A brilliant impresario, Barnum noted, “Without promotion, something terrible happens – nothing!”

His menagerie became so famous they were invited to meet England’s Queen Victoria at Buckingham Palace. While in Europe, Barnum became smitten with elegant soprano Jenny Lind (Rebecca Ferguson), “the Swedish nightingale.”

After his Museum burned to the ground, irrepressible Barnum partnered with a wealthy New Yorker (Zac Efron), who embarked on a scandalous romance with a trapeze artist (Zendaya).

Barnum eventually joined James A. Bailey to found Barnum & Bailey Circus under the big tent – with its legendary elephant star, Jumbo.
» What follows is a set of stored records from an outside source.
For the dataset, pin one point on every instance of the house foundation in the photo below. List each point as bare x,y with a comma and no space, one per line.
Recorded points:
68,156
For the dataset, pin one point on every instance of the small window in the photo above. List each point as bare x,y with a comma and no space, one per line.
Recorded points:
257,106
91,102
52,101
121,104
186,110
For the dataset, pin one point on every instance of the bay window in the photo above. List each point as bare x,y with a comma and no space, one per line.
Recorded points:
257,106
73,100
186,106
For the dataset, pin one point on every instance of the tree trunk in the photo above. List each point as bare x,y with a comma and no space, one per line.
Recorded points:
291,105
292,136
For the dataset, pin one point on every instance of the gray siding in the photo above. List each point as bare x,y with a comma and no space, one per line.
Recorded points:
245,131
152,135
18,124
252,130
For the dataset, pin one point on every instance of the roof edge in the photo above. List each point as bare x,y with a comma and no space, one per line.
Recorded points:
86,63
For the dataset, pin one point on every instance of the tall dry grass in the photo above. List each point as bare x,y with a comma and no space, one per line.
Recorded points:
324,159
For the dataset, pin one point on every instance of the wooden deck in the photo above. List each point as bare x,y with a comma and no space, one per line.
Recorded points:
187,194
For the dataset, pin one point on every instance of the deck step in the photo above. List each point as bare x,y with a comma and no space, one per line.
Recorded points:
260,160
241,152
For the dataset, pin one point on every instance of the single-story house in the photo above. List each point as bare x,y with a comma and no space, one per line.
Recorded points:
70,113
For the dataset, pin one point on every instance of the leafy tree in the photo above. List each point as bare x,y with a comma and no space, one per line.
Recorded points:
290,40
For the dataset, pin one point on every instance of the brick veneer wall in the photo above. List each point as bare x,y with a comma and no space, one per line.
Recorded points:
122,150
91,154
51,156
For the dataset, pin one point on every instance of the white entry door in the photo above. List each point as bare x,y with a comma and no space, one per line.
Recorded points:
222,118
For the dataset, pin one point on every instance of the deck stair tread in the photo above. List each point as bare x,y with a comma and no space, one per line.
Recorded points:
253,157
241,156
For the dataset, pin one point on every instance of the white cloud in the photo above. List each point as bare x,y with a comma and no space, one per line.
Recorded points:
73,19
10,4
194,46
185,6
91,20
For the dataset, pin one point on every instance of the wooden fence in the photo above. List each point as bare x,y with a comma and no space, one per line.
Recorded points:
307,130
Working from a superficial, loosely structured, simplistic screenplay by Bill Condon (“Dreamgirls,” “Chicago”) and Jenny Bicks (“Sex and the City”), it’s frantically and flamboyantly directed by Michael Gracey, whose inexperience is obvious.

Except for “This Is Me,” the soupy, forgettable songs are by Benj Pasek and Justin Paul, who won an Oscar (“La La Land”) and a Tony (“Dear Evan Hanson”).

On the Granger Movie Gauge of 1 to 10, “The Greatest Showman” is a starry-eyed 6. Showy, splashy and synthetic.